Zum Unternehmerforum der Handwerkskammer für Mittelfranken über das Thema "Handwerksunternehmen im Internet", das am 31. Oktober 2008 stattfand, waren ausgewiesene Experten eingeladen. Einer von ihnen, Roland Springer, Gruppenleiter im Bereich Neue Medien der Sparkasse Nürnberg, stand der Deutschen Handwerkszeitung zu dieser Problematik Rede und Antwort.

DHZ: Man liest und hört in letzter Zeit immer öfter den Begriff "qualifizierte digitale Signatur". Was muss man sich darunter vorstellen?
Springer: Die qualifizierte digitale Signatur ist im Sinne des Signaturgesetzes mit einem privaten Signaturschlüssel erzeugtes digitales Siegel über einer elektronischen Datei; einem Word-Dokument, einem PDF, einer E-Mail etc., das in Verbindung mit einem Signaturschlüssel-Zertifikat für die Echtheit, die Unversehrtheit und Vertraulichkeit der Daten und des Absen-ders steht. Der Absender kann nicht leugnen, die Nachricht selbst unterschrieben und versendet zu haben.

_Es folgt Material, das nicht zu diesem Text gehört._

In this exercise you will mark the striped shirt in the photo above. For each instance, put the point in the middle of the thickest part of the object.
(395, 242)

DHZ: Warum sollte sich ein mittelständischer Betrieb, eine Firma, mit der digitalen elektronischen Signatur beschäftigen?

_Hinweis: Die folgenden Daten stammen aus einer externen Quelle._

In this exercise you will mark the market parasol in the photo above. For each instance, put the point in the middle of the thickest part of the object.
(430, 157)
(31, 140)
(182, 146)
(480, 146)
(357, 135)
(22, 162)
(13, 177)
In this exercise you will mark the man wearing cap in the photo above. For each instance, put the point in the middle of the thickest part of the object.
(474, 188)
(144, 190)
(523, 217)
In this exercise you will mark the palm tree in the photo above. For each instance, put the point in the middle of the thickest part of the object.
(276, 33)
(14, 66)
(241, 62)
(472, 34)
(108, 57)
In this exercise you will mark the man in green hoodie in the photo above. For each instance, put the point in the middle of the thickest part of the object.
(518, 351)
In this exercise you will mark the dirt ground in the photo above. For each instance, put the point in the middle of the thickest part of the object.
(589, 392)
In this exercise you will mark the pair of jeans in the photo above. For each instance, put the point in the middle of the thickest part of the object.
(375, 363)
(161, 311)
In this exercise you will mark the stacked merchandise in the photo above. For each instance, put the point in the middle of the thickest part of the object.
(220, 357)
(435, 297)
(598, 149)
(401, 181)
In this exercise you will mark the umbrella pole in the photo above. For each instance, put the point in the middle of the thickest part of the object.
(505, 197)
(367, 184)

Springer: Weil spätestens ab 2010 öffentliche Aufträge, zum Beispiel im Bauhauptgewerbe, nur noch über elektronische Vergabeplattformen im Internet vergeben werden. Aufträge lesen und eigene Angebote abgeben, erfordert den Einsatz von rechtsverbindlich unterzeichneten Willenserklärungen, elektronisch abgebildet durch die sogenannte qualifizierte digitale Signatur.
DHZ: Welche Anwendungsmöglichkeiten bestehen heute bereits für die qualifizierte digitale Signatur?
Springer: Firmen wenden die qualifizierte digitale Signatur in erster Linie natürlich bei der Teilnahme an Ausschreibungen im Internet an. Auch die Teilnahme am elektronischen Mahnverfahren ist mit der digitalen Signatur wesentlich sicherer und schneller und damit auch kostengünstiger. Beim elektronischen Rechnungsversand mit Vorsteuerabzugsberechtigung ergeben sich durch den Einsatz der digitalen Signatur zum Teil erhebliche Einsparungen im internen Workflow und bei den Portokosten. Weitere Anwendungsmöglichkeiten für die digitale Signatur sehe ich beispielsweise bei Zutrittskontrollen zum Firmengelände, Verschlüsselung von Inhouse-Dokumenten und vieles andere mehr.
Für Privatkunden wird die Übertragung von E-Mails sicher, ebenso wie die elektronische Steuerklärung (Elster), die Rentenauskunft online, und nicht zuletzt das absolut sichere Online-Banking. Denn, die digitale Signatur wird im Chipkartenleser erzeugt und muss dadurch nicht über das Internet gesendet werden. Das Risiko, dabei von Unbefugten eventuell abgefangen zu werden, ist damit ausgeschaltet.
Für die Ämter und Behörden, das sogenannte "eGoverment", ist die digitale Signatur für ihre Bürgerdienste wie zum Beispiel Parkausweise, Wohnungswechsel, Beantragung von Ausweisen etc. relevant.
DHZ: Was benötigt man für die qualifizierte digitale Signatur und was kostet sie?
Springer:
Neben einem handelsüblichen PC mit Internetzugang benötigt man eine (Signatur-) Chipkarte, einen Chipkartenleser, ein elektronisches Zertifikat eines Trust-Centers dessen Laufzeit bis zu vier Jahrenbeträgt und eine entsprechende Signatursoftware. Die vier letztgenannten Komponenten erhält man, wenn gewünscht aus einer Hand von der Sparkasse Nürnberg. Das gesamte Paket gibt es für zirka 220,00 Euro.
DHZ: Herr Springer, wir bedanken uns für diese wichtigen Informationen.